November 20, 2003, Barton Hall


In my inaugural address, I asked the Cornell community to consider how our university should evolve during the years leading up to our sesquicentennial in 2015. I believe that Cornell, with its unique set of animating principles, history, and contemporary structure, can make contributions to humanity that no other university in the world can make. We have a shared responsibility to reflect carefully on how to pursue that goal.


I hope that during this academic year the broad community of Cornellians -- faculty, students, staff, alumni, and other neighbors and friends near and far -- will engage a set of important questions and will share the fruits of that engagement. Before enumerating those questions, however, I want to offer some of my thoughts and hopes about the process.


I am not asking you to consider all the important issues that face Cornell. Rather, I am asking you to approach a subset of those issues, a subset that touches the core of our identity. In challenging us to think about Cornell's fundamentals, I anticipate that much of the discussion will reaffirm what we find good about our university. I nonetheless encourage us to reflect on all of Cornell, even the aspects that are its greatest strengths.


To be sure, it is not my intent to revisit or second-guess major commitments that Cornell has made; I am fully dedicated to their successful realization. This exercise is about the future ­ the new commitments we should be making to ourselves and to others, so as to ensure that Cornell is the university we want it to be when we celebrate our 150th birthday.

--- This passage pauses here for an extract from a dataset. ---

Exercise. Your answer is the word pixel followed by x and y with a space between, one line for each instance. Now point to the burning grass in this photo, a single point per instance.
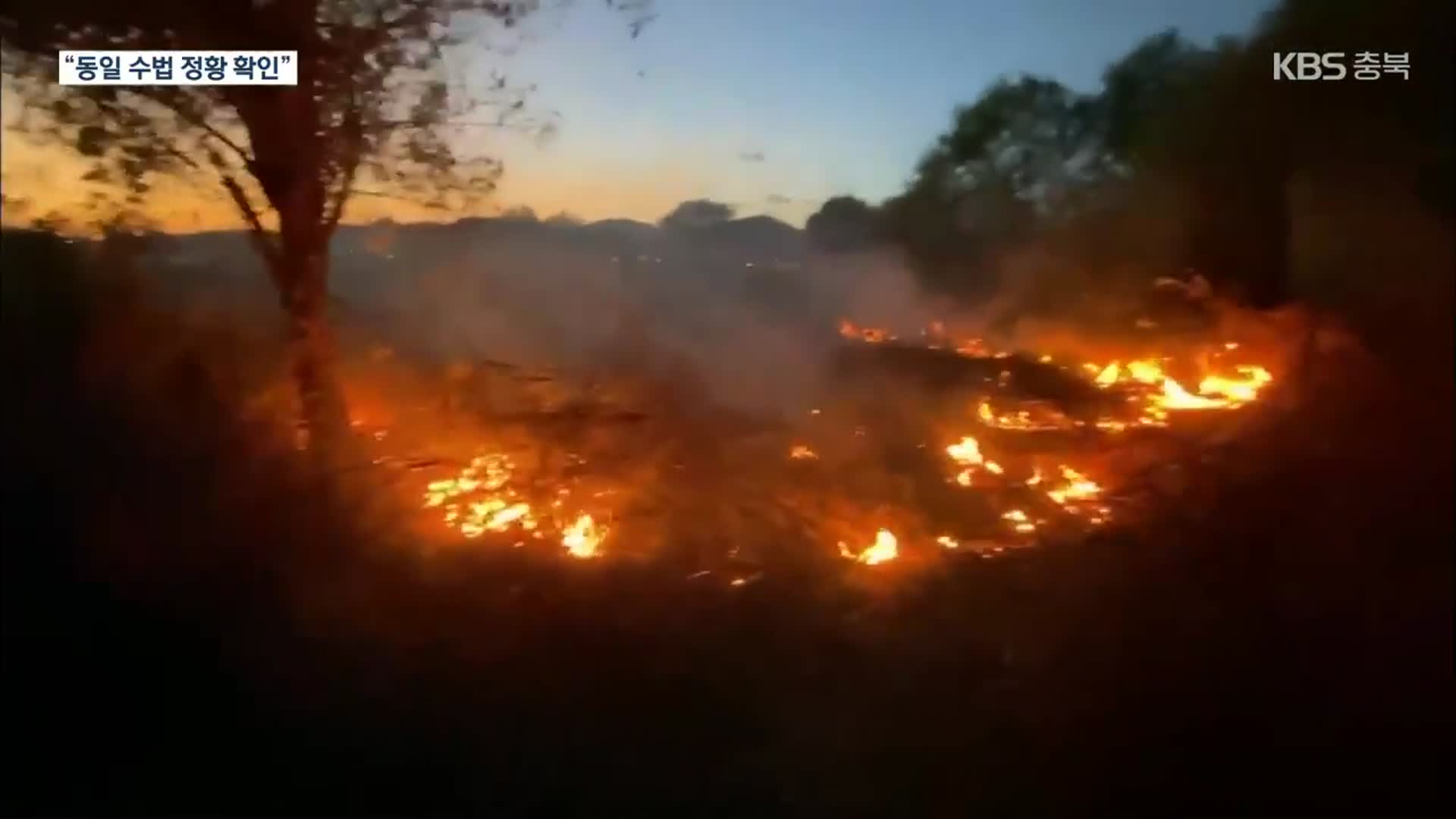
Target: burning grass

These are not matters that lend themselves to easy, consensus to-do lists, or to simple, one-sentence answers. They are complex, difficult subjects about which reasonable people will disagree. Accordingly, responses will be most helpful if they convey people's approaches to the questions and the ways they think about them, rather than simply generating a list of agenda items. When a group considers a topic, I hope that they will produce a response that conveys the broad heterogeneity of reaction within the group rather than stating a simple "bottom line."


I am asking our community to begin this discussion over the coming weeks. The opportunities for thought and conversation are varied and numerous. Members of the senior administration will help develop and organize discussion among all of our stakeholders, but many of you will want to engage, instead, in smaller group discussions or in individual reflection. I encourage you to take whatever opportunity arises to give consideration to these questions. We invite you to share the results of your deliberations by sending an e-mail to calltoengagement@cornell.edu or simply sending a note to the President's Office at 300 Day Hall. My colleagues and I will be reading the ideas you write down and mixing in our own views. By next fall, I expect to have framed an initial set of goals for myself and for our university that will reflect the dreams and aspirations of Cornellians everywhere.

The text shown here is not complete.